MOS: Mitigating Optical-SAR Modality Gap for Cross-Modal Ship Re-Identification¶
Conference: CVPR 2026 arXiv: 2512.03404 Code: Coming soon Area: Image Generation / Cross-Modal Retrieval Keywords: Cross-modal ReID, Optical-SAR, Ship recognition, Diffusion bridge model, Modality alignment
TL;DR¶
The paper proposes the MOS framework to address optical-SAR cross-modal ship re-identification. It comprises two core modules: (1) MCRL, which reduces the modality gap during training via SAR image denoising and a category-level modality alignment loss; and (2) CDGF, which generates pseudo-SAR samples from optical images using a Brownian bridge diffusion model at inference time and fuses the resulting features. On the HOSS ReID dataset, MOS achieves a +16.4% R1 improvement in the SAR→Optical direction.
Background & Motivation¶
Background: Ship ReID is critical for maritime surveillance and management. SAR sensors enable all-weather, all-day imaging but suffer from severe speckle noise. Optical-SAR cross-modal ReID is highly challenging due to the large modality gap, with only two pioneering works (TransOSS, SMART-Ship) existing in this area.

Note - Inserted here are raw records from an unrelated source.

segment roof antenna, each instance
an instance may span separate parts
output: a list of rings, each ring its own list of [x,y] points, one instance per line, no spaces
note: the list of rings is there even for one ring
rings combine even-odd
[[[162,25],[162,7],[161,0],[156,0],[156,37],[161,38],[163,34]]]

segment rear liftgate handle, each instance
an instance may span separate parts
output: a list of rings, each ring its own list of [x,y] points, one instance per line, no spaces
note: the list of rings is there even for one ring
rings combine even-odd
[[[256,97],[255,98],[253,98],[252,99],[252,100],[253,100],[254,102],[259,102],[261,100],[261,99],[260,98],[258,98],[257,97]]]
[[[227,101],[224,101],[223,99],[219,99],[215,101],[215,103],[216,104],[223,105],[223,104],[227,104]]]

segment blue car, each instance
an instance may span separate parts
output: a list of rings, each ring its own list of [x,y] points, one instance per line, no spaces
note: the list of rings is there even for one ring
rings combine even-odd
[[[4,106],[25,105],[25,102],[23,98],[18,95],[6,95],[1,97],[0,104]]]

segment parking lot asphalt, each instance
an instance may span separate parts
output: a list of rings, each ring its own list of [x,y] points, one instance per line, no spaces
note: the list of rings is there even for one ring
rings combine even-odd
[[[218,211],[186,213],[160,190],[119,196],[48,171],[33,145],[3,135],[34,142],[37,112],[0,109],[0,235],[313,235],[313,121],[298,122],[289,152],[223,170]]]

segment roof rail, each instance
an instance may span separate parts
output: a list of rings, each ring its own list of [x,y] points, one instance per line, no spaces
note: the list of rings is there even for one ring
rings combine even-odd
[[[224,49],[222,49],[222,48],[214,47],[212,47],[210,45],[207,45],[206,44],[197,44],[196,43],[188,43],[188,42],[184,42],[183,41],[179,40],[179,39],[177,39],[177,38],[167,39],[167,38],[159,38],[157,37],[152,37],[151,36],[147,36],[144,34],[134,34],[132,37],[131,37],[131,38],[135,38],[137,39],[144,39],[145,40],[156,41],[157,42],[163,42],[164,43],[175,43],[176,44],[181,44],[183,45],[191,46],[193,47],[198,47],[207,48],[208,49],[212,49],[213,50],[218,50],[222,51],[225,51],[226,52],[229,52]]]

Limitations of Prior Work: (a) The fundamentally different imaging mechanisms of optical and SAR sensors lead to severe feature misalignment; (b) inherent SAR speckle noise significantly disrupts feature extraction; (c) models tend to favor intra-modal matching over correct cross-modal matching, as modality discrepancy dominates identity discrepancy.
Key Challenge: A conflict between closing the modality gap and preserving identity discriminability — both objectives must be satisfied simultaneously.
Goal: Mitigate the optical-SAR modality gap from two complementary perspectives: the training stage and the inference stage.
Key Insight: The observation that SAR noise concentrates in low-pixel-value regions, and that modality distribution alignment can be decomposed into two independent components — mean and variance.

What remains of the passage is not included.